Foreign policy more easily captured his passions. He was one of the few American presidents to have traveled widely, to have experienced other cultures. His style was urban and cosmopolitan, and he understood that developments in technology were swiftly creating what Marshall McLuhan was to call the “global village.” But since Kennedy had come to political maturity in the fifties, he at first accepted the premises of the Cold War and the system of alliances and priorities that had been shaped by John Foster Dulles.
Even today, revisionists of the left seem unable to forgive the role that Kennedy the Cold Warrior played in setting the stage for the catastrophe of Vietnam. He had inherited from Eisenhower a commitment to the Diem regime, and as he honored that commitment, the number of U.S. “advisers” grew from 200 to 16,000. Kennedy encouraged the growth of the Special Forces, to fight “brushfire” wars. He instructed the Pentagon to study and prepare for counterin-surgency operations. In Vietnam, U.S. casualties slowly began to increase; the Vietcong grew in power and boldness; Diem concentrated his energies on squelching his political opposition in Saigon, and soon we were seeing those photographs of Buddhist monks incinerating themselves, while Madame Nhu and her husband (Diem’s brother) became lurid figures in the public imagination.
By most accounts, Kennedy intended to end the American commitment to Vietnam after the 1964 election. But since he’d won in i960 by only 118,000 votes, he didn’t feel he could risk charges by the American right that he had “lost” Vietnam. So the guerrilla war slowly escalated, and such writers as David Halberstam and Neil Sheehan reported from the field the truth that the official communiqués too often obscured: The war was being lost. Kennedy sent his old Massachusetts adversary Henry Cabot Lodge to Saigon as the new ambassador. But events were moving out of control. Diem was assassinated in November 1963 (not, as legend has it, on Kennedy’s orders). The quagmire beckoned, and at his death, Kennedy still hadn’t moved to prevent the United States from trudging onward into the disaster.

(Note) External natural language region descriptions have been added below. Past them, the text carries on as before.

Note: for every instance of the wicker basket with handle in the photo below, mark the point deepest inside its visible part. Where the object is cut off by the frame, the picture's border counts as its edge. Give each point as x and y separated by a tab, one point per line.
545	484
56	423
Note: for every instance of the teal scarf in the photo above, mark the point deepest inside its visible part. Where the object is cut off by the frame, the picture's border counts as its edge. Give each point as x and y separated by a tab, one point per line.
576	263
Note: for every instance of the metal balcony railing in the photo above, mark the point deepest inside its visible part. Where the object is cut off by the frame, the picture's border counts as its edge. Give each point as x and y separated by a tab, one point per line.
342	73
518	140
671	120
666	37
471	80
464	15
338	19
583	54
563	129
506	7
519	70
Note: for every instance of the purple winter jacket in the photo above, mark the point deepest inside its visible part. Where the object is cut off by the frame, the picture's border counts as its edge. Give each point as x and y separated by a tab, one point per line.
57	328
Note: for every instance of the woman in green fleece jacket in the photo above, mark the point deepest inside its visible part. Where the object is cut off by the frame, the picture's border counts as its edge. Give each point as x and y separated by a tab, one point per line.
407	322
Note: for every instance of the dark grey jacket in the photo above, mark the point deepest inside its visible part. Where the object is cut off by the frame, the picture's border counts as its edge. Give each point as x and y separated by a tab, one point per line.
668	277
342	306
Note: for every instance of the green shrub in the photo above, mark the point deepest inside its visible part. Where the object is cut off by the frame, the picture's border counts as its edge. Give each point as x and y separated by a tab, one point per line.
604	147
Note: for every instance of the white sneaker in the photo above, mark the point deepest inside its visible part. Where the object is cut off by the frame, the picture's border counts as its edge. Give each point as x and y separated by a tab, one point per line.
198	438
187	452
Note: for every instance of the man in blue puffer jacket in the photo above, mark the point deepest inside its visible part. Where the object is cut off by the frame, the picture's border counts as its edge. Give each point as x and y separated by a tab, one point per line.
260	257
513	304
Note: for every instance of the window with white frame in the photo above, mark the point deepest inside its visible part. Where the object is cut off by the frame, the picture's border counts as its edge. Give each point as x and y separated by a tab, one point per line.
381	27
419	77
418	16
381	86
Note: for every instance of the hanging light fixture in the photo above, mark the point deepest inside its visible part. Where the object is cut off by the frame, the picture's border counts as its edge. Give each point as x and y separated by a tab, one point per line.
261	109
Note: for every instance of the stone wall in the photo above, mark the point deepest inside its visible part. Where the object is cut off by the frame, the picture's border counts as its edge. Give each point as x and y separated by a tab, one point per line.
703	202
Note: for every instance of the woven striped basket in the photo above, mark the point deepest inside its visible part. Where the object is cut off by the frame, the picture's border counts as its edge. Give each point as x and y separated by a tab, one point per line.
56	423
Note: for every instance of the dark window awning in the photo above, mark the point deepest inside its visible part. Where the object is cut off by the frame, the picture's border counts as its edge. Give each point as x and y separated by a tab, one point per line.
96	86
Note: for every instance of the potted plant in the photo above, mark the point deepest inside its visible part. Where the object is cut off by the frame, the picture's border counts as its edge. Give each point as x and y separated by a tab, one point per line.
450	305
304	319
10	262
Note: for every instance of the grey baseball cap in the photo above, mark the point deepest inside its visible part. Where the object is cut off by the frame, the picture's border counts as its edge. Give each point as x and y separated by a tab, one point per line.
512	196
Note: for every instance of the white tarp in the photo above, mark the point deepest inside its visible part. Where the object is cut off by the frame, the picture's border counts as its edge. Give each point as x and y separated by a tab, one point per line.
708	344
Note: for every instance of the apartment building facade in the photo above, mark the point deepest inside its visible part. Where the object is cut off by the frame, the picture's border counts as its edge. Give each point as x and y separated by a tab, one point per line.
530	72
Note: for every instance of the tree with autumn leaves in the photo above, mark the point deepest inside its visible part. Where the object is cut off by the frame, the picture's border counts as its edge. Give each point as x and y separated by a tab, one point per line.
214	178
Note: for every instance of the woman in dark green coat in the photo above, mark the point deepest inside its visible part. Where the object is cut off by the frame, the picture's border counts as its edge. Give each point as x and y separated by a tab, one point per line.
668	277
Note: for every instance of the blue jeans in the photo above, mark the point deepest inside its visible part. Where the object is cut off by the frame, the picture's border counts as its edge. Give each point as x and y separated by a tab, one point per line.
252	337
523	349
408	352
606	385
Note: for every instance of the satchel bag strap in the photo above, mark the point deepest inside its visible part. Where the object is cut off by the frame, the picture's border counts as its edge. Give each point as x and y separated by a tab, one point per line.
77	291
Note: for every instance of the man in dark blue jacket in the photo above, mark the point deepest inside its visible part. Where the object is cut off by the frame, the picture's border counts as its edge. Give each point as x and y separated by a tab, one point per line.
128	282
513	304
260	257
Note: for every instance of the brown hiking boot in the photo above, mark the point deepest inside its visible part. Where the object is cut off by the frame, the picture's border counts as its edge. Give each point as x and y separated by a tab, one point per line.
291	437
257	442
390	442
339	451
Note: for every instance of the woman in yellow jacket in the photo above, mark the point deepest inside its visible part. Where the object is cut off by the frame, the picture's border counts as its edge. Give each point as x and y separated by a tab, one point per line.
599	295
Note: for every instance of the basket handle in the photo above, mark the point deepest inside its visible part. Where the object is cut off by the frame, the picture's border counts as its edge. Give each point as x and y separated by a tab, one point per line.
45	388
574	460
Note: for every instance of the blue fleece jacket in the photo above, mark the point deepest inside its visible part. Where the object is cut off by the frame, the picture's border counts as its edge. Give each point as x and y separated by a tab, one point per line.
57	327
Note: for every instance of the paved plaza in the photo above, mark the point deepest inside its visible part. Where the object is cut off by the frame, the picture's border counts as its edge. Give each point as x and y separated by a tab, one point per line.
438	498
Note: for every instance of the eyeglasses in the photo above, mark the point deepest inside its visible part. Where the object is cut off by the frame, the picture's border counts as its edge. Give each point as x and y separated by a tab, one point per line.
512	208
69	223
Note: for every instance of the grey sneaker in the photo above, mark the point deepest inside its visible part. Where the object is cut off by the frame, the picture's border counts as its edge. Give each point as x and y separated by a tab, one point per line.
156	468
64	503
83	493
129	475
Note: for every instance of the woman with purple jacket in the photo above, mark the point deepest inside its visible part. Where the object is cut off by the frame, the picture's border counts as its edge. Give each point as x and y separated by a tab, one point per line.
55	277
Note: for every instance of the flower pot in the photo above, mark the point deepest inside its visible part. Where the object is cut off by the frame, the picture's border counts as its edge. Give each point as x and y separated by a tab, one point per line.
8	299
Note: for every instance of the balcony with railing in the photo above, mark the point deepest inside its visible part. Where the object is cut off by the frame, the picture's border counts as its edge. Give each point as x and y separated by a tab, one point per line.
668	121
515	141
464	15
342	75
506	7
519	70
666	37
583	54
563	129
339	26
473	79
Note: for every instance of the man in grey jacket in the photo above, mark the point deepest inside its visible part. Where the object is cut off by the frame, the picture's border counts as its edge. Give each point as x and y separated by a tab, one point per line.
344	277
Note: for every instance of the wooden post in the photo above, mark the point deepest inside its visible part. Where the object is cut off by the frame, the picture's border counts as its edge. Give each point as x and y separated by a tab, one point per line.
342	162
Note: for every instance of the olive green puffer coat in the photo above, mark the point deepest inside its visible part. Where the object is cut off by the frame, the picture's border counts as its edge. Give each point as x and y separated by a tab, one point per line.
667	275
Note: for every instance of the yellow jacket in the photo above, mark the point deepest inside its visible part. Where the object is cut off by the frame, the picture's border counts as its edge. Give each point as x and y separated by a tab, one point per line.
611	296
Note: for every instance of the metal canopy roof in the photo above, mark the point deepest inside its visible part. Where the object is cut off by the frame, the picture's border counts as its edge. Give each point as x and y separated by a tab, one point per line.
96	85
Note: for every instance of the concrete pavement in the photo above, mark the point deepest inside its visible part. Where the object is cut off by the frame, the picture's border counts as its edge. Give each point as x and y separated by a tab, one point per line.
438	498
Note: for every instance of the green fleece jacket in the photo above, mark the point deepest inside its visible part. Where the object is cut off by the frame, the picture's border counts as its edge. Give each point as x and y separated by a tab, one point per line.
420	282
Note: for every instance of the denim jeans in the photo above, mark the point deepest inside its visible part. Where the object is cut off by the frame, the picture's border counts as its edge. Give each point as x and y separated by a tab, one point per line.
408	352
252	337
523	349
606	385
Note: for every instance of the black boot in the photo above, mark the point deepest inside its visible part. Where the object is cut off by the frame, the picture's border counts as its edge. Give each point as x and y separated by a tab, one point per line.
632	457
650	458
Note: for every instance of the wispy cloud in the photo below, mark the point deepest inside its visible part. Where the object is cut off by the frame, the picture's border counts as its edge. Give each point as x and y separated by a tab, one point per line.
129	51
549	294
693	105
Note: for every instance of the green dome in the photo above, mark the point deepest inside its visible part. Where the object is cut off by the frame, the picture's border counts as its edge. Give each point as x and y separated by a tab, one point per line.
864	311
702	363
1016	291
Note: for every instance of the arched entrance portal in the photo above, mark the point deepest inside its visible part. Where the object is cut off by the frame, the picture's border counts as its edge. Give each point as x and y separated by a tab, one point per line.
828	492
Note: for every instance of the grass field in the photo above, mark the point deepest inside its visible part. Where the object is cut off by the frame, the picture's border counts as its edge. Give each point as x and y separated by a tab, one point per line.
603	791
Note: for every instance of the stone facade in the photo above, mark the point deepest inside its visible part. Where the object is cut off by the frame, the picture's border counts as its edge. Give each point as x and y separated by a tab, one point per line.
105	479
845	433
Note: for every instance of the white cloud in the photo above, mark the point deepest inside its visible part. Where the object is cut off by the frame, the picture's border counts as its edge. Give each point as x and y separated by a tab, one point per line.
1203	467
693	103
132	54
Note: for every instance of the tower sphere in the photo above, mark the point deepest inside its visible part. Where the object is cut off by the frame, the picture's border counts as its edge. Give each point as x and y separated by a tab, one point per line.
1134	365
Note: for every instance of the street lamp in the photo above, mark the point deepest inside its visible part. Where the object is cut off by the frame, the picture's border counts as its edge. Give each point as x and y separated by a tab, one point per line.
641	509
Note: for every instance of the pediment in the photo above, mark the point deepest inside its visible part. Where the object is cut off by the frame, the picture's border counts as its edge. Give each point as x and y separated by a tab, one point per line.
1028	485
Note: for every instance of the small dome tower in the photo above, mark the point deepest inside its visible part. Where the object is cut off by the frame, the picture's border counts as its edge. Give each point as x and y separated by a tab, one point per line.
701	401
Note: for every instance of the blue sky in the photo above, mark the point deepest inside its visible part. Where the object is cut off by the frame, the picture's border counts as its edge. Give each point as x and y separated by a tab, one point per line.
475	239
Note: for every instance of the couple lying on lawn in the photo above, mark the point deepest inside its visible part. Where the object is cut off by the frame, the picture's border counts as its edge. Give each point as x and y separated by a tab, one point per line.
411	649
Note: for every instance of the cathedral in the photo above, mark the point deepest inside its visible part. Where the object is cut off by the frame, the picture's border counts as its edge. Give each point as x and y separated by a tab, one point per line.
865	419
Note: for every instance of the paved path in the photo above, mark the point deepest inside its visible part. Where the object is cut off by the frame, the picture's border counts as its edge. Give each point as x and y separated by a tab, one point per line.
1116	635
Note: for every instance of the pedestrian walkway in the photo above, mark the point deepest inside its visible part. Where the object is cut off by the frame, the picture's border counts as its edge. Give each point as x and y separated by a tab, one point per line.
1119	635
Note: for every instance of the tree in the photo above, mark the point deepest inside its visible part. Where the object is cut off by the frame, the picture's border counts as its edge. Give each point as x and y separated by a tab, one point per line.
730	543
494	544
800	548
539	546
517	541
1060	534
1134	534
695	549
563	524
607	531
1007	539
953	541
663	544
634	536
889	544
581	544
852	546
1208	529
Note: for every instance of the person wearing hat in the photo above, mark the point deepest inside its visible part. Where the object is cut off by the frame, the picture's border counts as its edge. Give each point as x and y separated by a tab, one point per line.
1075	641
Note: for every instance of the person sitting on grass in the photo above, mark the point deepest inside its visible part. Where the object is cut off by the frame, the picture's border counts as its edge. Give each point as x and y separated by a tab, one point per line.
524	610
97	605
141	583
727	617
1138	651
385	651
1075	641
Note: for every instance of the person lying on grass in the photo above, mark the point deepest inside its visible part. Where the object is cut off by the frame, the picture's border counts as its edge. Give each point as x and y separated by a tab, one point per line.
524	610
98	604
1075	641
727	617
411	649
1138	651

But for most of Kennedy’s two years and ten months as president, Vietnam was a distant problem, simmering away at the back of the stove. Kennedy’s obsession was Cuba. It remains unclear how much he knew about the various CIA plots to assassinate Fidel Castro. But the two major foreign-policy events of his presidency were the Bay of Pigs invasion of April 1961, and the missile crisis of October 1962. One was a dreadful defeat, the other a triumph.
According to Richard Goodwin and others (I remember discussing this with Robert Kennedy), Jack Kennedy had begun the quiet process of normalizing relations with Castro before his death. Although this, too, was to be postponed until after the 1964 elections, Kennedy had come to believe that Cuba was not worth the destruction of the planet.
Today, Castro is the last player of the Kennedy era to remain on the stage, his regime hardened into Stalinist orthodoxy. In Miami, the exiles have become citizens; young Cuban-Americans think of the old anti-Castro fanatics as vaguely comic figures. If Castro died tomorrow and the regime collapsed a week later, an overwhelming majority of the Miami Cubans would stay in Florida. But there is still a hard belief among the old exiles (and some factions of the American right) that Kennedy was responsible for the defeat at the Bay of Pigs because he refused to supply air cover. But detailed studies of the operation (most notably by Peter Wyden) make clear that even with air cover, the force of 1,400 white middle-class Cubans could never have prevailed against Castro’s almost 200,000 militia and regular-army troops. Success had to depend upon a general uprising against Fidel and massive defections among his troops. Neither happened.